İşte 14. Filmekimi’nin olmazsa olmazları:
1-Baskın (2015): Korku sinemamıza farklı bir kapı açan, yıllarca konuşulacak sıkı bir tür filmi. Can Evrenol ismini, ‘Türkiye’nin Hellraiser’ı’ “Baskın” ile duymuş olmak daha güzel!
2-Carol (2015): Todd Haynes’in olgunluğunu kanıtladığı yapıt, 1950’ler Amerika’sından yasaklı bir lezbiyen ilişkiye bakıyor. Mara da Blanchett de rollerine fazlasıyla uyum sağlarken dönemin renk paletini ince ince işleyen sinematografi müthiş.
3-The Witch (2015): Bir şeylerin özüne dönerken yönetmenlik sanatını da ilkel yıllara götüren, soğukkanlı ve iyi çekilmiş bir büyü filmi… Aksiyonu, klişeleri, görsel efektleri unutup şaşırtıcı görüntülerin ve batıl inançların keyfine varmak için ideal.
4-Knight of Cups (2015): Terrence Malick’in yılan hikayesine dönen filmi umarız Filmekimi’nde sinema perdesinde karşımıza çıkar. O günü iple çekiyoruz.
5-Sessiz Çığlık (Louder Than Bombs) (2015): Amerika’nın dış politikaları ile işlevsiz aile arasında kurduğu ilginç bağla dikkat çeken Joachim Trier filmi. Başrolleri Jesse Eisenberg, Amy Ryan, Isabelle Huppert, Gabriel Bryne ve David Strathairn paylaşıyor.

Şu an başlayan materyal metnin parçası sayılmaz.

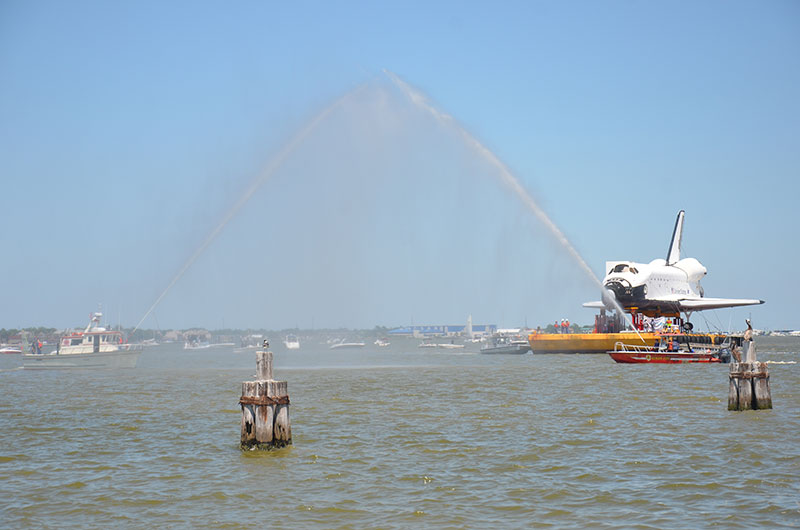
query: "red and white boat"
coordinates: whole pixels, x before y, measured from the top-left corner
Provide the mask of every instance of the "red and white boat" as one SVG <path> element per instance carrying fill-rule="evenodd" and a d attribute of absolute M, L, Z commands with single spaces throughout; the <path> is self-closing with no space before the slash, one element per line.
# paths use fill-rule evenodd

6-Uzaktan (Desde Alla) (2015): Lorenzo Vigas’ın rahatsız edici eşcinsel aşk tanımı, röntgencilik, ensest ve uyuşturucu kaçakçılığından da besleniyor. Altın Aslan’ı kazanan ilk Güney Amerika filmi... Hem de Venezuela yapımı!
7-The Lobster (2015): İnsanların 45 gün boyunca partner bulmaya yönlendirildiği yaratıcı bir gelecek portresi… Yorgos Lanthimos’un ilk İngilizce filminde nasıl bir sınav verdiğini görmek isteyenlere…
8-Saul’un Oğlu (Saul Fia) (2015): 2. Dünya Savaşı’ndan alternatif ve hüzünlü bir Yahudi öyküsü… Cannes’da Jüri Büyük Ödülü’ne ulaşan film, László Nemes adlı Macar bir yönetmeni de sinema dünyasına kazandırdı.
9-Ex Machina (2015): Yapay zeka ile ilgilenen bilimkurgu filmi, yılın en çok beğenilen eserlerinden oldu. Alex Garland’ın imzası da bu merakımızı artırıyor. Universal mamulü yapıtı sinema perdesinde izlemek bir zorunluluk!
10-Dağlar Uzaklaştığında (Shan He Gu Ren) (2015): Jia Zhang-Ke imzalı film, Çin’in ekonomik dönüşümünü özetleyen bir aile tablosuna odaklanıyor. Cannes’da yarışıp epizodik anlatıya hakimiyetiyle dikkat çekse de ödülsüz dönmüştü.